Spoofed website patterns help spread COVID-19 scams: report

COVID-19 , Cybercrime , Fraud Management and Cybercrime

Fake websites linked to phishing attacks designed to steal credentials and banking data

Ishita Chigilli Palli (Ishita_CP) •
May 19, 2020

Malicious template designed to look like a World Health Organization website (Source: Proofpoint)

Fraudsters are now using many spoofed website templates with COVID-19 themes in phishing attacks designed to steal login credentials and banking data, security firm says No proof.

See also: Splunk Security Predictions 2021

Proofpoint has discovered several ready-made website templates for sale on darknet forums that spoof legitimate websites of governmental and non-governmental organizations that offer financial assistance or health care updates during the COVID-19[female[feminine pandemic.

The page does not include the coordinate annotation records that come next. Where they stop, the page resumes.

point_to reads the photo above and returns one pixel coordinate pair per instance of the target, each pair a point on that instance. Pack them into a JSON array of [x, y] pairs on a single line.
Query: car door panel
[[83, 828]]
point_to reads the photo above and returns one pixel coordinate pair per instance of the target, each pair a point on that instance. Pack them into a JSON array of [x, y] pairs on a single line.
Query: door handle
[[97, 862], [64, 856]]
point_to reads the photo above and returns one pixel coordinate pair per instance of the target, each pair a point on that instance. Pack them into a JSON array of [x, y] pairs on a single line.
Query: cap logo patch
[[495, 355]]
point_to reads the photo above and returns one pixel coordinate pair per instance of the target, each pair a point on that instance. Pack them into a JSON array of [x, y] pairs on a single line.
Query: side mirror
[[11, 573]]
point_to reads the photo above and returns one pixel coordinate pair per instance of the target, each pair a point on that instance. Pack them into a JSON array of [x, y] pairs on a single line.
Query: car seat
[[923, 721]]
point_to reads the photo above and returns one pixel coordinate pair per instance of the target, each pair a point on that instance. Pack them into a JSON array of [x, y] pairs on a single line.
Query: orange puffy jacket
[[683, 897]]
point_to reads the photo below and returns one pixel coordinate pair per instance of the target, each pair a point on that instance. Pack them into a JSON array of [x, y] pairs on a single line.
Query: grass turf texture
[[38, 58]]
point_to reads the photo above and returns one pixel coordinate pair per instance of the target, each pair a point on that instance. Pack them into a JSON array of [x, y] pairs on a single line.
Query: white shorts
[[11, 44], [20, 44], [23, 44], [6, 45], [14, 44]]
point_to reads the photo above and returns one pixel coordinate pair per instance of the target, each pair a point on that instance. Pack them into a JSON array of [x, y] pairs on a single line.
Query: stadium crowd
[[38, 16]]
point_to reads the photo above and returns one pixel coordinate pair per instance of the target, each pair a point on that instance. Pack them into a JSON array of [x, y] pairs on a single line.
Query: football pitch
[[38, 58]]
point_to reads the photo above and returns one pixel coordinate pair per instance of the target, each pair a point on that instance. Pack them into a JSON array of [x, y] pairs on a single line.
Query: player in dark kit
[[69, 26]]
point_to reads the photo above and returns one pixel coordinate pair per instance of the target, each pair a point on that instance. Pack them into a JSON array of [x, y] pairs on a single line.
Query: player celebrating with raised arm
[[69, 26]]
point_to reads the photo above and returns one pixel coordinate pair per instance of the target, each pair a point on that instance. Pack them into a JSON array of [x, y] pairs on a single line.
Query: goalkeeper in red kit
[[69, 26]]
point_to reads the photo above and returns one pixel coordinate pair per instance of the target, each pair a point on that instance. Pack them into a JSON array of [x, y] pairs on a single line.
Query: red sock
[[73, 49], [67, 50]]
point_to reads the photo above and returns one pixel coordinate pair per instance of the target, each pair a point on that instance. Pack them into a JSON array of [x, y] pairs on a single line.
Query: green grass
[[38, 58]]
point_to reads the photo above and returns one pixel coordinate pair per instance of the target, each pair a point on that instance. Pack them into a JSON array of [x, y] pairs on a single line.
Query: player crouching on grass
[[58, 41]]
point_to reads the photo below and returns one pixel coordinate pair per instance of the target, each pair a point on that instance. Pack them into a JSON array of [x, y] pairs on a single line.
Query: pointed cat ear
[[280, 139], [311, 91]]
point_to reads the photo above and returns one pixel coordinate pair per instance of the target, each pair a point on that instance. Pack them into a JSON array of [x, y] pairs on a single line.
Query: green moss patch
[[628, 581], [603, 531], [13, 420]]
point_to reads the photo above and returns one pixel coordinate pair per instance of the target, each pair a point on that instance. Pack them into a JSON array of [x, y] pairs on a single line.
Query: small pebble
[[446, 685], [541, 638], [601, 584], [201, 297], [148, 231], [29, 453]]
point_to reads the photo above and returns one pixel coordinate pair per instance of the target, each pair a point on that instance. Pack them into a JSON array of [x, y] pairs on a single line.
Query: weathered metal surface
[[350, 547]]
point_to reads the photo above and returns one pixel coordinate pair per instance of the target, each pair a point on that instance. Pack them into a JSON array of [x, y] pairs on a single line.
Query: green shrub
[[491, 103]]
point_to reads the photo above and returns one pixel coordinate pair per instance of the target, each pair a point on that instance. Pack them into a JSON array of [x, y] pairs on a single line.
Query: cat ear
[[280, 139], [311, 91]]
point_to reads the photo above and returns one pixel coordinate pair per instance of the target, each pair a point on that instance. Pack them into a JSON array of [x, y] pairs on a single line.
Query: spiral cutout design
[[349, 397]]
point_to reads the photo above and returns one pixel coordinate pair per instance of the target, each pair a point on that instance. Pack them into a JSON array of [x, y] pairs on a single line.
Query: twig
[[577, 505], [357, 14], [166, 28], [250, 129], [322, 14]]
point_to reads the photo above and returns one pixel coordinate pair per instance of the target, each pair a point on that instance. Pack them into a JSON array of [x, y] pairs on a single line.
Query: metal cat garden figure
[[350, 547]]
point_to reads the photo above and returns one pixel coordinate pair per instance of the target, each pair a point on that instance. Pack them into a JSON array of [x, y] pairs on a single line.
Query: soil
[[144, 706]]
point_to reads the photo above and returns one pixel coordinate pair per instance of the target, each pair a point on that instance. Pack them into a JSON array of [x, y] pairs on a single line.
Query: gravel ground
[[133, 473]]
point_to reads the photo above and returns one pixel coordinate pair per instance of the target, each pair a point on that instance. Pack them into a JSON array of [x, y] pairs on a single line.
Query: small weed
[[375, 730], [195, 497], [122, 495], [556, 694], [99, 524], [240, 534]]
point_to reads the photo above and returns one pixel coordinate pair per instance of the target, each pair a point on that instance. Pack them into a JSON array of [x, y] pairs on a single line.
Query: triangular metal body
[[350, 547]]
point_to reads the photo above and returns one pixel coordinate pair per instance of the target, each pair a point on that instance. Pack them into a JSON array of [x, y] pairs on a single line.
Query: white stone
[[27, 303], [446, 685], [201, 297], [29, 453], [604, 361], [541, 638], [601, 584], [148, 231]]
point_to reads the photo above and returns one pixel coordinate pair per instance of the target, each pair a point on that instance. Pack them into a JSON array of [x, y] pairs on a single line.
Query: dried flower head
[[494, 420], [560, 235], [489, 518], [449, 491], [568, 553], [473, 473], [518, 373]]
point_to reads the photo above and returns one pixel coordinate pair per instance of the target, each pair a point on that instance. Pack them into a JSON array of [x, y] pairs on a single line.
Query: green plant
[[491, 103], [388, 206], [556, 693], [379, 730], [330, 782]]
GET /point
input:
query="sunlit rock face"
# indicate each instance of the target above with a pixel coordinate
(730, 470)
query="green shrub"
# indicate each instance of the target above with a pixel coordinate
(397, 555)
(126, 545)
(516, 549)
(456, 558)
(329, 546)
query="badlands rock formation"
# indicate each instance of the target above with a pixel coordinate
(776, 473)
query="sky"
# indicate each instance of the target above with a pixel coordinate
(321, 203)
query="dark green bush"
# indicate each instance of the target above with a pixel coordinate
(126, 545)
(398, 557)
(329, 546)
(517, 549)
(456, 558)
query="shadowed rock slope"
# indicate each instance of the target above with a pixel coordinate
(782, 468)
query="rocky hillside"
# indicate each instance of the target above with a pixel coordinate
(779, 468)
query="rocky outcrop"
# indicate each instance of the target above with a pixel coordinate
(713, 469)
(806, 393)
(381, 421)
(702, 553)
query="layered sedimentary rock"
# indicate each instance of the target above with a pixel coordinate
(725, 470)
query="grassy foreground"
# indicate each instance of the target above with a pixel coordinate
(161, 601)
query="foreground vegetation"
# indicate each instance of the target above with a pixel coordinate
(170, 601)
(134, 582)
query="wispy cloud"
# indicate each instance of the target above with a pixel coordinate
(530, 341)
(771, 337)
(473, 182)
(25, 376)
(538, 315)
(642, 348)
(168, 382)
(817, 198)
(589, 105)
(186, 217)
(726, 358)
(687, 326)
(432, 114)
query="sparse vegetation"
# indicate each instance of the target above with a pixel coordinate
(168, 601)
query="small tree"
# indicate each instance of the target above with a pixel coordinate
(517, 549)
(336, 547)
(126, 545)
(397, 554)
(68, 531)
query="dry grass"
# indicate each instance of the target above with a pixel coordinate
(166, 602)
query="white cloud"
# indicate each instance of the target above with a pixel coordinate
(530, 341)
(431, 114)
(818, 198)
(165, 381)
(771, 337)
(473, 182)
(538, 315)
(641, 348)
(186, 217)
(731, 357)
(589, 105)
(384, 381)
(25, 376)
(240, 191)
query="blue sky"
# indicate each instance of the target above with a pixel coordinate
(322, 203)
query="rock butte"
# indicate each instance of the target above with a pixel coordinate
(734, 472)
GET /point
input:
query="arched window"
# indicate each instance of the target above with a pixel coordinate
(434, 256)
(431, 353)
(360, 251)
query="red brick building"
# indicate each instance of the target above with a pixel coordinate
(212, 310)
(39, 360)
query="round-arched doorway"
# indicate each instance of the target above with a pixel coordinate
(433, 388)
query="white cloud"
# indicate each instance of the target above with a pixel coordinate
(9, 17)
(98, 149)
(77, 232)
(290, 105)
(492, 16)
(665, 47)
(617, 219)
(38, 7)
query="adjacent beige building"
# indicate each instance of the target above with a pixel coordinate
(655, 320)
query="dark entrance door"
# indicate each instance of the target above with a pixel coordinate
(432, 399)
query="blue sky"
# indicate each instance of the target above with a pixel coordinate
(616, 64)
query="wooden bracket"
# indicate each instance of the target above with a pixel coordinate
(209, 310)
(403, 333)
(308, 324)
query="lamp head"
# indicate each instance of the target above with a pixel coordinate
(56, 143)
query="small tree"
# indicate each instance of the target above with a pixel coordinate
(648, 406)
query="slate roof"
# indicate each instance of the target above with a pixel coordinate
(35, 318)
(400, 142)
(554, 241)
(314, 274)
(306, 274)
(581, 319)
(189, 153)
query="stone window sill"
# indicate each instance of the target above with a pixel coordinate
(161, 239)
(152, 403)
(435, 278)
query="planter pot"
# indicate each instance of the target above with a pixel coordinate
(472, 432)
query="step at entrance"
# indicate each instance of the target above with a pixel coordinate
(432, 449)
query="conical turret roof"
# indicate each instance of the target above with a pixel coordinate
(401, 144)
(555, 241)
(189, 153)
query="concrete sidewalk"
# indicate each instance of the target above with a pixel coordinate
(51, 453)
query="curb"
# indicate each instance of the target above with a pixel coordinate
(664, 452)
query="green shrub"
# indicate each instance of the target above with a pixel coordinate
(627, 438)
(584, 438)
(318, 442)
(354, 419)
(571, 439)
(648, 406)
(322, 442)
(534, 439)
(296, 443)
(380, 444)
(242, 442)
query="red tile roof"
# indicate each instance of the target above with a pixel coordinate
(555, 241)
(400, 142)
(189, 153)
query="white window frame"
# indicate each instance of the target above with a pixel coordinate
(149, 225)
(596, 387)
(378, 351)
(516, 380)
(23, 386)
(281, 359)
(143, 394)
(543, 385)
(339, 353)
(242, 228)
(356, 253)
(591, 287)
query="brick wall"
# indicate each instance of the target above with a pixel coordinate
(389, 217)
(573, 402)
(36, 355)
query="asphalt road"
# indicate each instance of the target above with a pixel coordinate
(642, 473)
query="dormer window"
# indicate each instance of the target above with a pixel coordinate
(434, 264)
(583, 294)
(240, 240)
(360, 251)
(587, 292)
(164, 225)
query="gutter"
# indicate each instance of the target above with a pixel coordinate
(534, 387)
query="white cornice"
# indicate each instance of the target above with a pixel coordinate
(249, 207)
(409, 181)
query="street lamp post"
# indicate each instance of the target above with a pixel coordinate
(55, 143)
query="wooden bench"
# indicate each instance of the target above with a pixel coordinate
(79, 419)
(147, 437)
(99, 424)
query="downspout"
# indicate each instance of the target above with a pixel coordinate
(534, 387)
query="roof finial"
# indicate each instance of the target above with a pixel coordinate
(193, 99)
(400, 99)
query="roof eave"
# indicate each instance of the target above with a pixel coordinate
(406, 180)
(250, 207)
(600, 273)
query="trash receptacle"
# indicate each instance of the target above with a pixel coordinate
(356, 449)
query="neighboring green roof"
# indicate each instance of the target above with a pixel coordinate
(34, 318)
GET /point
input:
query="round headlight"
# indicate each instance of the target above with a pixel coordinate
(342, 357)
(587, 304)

These templates, which use realistic graphics, are designed to mimic the World Health Organization, the US Centers for Disease Control and Prevention, the Internal Revenue Service, as well as UK government websites, Canada and France, according to Proofpoint. The patterns allow fraudsters to quickly create malicious domains to lure victims who have received phishing emails, researchers say. Of the more than 300 phishing attacks examined by Proofpoint since January, nearly half were designed to steal login credentials or banking information.


(Source: Proofpoint)

As more governments around the world offer stimulus payments and financial assistance to citizens and businesses, the lures have changed, says Sherrod DeGrippo, senior director of research and threat detection at Proofpoint.

“The move by governments in particular to offer financial support has caught the attention of threat actors who have decided not only to target these funds directly, but to use them as themes for their phishing attacks,” DeGrippo told Information Security Media Group. “We expect these lures to continue to evolve over time to match the latest developments around the virus.”

How Models Work

Spoofed website templates vary in complexity and design. For example, one designed to look like a World Health Organization website disguises a malicious domain that can steal usernames and passwords if entered into a login field, according to the report. .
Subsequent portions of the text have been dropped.